Al centro della discussione tra antropologi (fisici e culturali) e archeologi è stata in questa occasione la nozione stessa di amore, affrontata in una prospettiva critica e problematica in rapporto sia alla sfera umana che a quella divina o, più latamente, materiale, e indagata anche tenendo conto delle modalità attraverso le quali, in una data cultura, essa può essersi diacronicamente e sincronicamente definita e trasmessa fino ad approfondire le eventuali dinamiche che possono, nel tempo, aver contribuito più o meno consapevolmente a modificarla o alterarla in seguito al confronto o all’incontro con altre culture. A tal fine e per gli scopi precipui di questo incontro, con il concetto di amore si è inteso latamente e traslatamente l’intero ventaglio di percezioni emozionali, affettive e sessuali che può variamente connotare l’esperienza umana, dalle prime fasi in cui si definisce e si esprime l’identità di genere a quelle in cui maturano gli istinti e le inclinazioni sessuali, senza tralasciare la sfera dei sentimenti astratti (desiderio, infatuazione, sogno, nostalgia) o trascendenti (venerazione, devozione, consacrazione, culto, preghiera) che possono costituire parte integrante e, a volte, esclusiva dell’esperienza amorosa. Sul piano specificamente sessuale, l’incontro non si è posto l’obiettivo di approfondire i molteplici e senza dubbio interessanti temi correlati alla meccanica o all’estetica del sesso, quanto piuttosto le dinamiche culturali, ideologiche, rituali, relazionali e antropo-poietiche che possono contraddistinguere, influenzare e indirizzare le forme e i modi in cui l’amore può essere – passivamente o attivamente – esperito o negato.

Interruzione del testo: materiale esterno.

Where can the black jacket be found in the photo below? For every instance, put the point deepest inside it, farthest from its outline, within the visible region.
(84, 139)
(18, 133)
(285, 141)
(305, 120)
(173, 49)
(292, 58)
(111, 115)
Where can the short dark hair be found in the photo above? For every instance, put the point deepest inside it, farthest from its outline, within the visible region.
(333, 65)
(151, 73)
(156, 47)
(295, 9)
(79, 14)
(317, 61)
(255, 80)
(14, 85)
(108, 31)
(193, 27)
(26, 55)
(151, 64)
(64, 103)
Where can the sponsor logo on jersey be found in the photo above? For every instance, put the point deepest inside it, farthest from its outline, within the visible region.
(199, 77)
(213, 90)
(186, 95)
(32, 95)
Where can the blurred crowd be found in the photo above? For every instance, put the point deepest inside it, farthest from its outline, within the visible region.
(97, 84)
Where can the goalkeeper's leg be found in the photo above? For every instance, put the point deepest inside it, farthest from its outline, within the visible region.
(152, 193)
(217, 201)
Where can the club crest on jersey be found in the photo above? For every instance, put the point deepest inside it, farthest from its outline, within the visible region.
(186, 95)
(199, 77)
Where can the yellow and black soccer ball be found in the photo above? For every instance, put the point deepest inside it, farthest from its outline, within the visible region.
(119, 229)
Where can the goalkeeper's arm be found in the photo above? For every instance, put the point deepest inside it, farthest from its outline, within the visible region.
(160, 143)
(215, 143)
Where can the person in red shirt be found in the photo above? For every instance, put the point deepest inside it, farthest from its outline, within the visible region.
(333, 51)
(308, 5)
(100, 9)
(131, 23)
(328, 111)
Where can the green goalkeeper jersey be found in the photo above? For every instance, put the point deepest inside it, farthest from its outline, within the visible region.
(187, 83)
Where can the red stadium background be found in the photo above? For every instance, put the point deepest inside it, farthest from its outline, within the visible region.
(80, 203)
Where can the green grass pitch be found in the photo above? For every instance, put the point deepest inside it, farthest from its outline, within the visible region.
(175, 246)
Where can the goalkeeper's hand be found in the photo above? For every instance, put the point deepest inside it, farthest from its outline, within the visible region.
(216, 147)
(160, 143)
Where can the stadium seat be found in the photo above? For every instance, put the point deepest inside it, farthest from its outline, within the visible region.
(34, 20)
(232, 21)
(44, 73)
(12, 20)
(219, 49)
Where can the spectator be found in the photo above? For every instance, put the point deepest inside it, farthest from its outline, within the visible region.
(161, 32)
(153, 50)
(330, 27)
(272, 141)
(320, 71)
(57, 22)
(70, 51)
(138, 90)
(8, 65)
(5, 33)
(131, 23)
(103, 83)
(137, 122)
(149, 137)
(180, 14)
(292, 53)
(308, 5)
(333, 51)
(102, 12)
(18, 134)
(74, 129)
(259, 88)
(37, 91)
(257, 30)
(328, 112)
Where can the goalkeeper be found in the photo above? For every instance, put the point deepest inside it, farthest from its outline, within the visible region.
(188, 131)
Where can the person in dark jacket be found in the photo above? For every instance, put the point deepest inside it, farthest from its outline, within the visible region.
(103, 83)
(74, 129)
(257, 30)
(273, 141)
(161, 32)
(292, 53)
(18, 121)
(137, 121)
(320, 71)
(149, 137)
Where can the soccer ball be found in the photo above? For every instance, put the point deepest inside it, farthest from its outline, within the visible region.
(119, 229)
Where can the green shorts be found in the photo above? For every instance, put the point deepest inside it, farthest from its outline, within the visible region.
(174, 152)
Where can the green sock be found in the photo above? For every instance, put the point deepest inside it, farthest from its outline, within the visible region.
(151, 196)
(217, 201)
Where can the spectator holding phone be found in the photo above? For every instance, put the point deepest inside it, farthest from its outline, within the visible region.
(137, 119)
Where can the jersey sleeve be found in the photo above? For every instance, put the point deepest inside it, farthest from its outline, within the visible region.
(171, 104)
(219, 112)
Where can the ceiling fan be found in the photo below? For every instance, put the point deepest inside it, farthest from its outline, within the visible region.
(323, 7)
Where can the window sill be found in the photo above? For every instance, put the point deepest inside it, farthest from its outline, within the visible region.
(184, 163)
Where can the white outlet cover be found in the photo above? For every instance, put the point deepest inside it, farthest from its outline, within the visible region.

I principali tagli tematici indagati nei quasi 60 contributi che compongono il volume e nelle relative discussioni sono stati i seguenti:

L’idea e la percezione dell’amore I gesti, i segni e le espressioni dell’amore L’amore e le sue relazioni [“pericolose”]

I generi dell’amore I tempi e i riti dell’amore Gli spazi e i luoghi dell’amore

Valentino Nizzo: Archeologo senza frontiere (Todi 1975). Da maggio 2017, in seguito a una selezione internazionale, dirige il Museo Nazionale Etrusco di Villa Giulia di Roma. Ha conseguito nel 2007 il PhD in Etruscologia presso la

“Sapienza” Università di Roma e, nel 2013, un post-dottorato presso l’Istituto Italiano di Scienze Umane di Firenze pubblicandone i risultati nel volume Archeologia e Antropologia della Morte: Storia di un’idea (Bari 2015). Dal 2014 è abilitato come professore associato di archeologia e nel 2018, come esperto di alta qualificazione, ha insegnato Museologia presso l’Università di Udine. È ideatore e direttore scientifico della Collana Antropologia e Archeologia a Confronto. Ha all’attivo quattro monografie e la curatela di 9 volumi, per un totale di oltre 150 pubblicazioni scientifiche e di alta divulgazione. I suoi interessi si incentrano sulle problematiche storiche, artistiche e della cultura materiale delle civiltà etrusco-italiche, sulla prima colonizzazione greca, sul confronto tra archeologia e antropologia, oltre che, in generale, sui più vasti temi dell’ideologia funeraria, della storia dell’archeologia e sui meccanismi e i valori sociologici della comunicazione museologica e archeologica.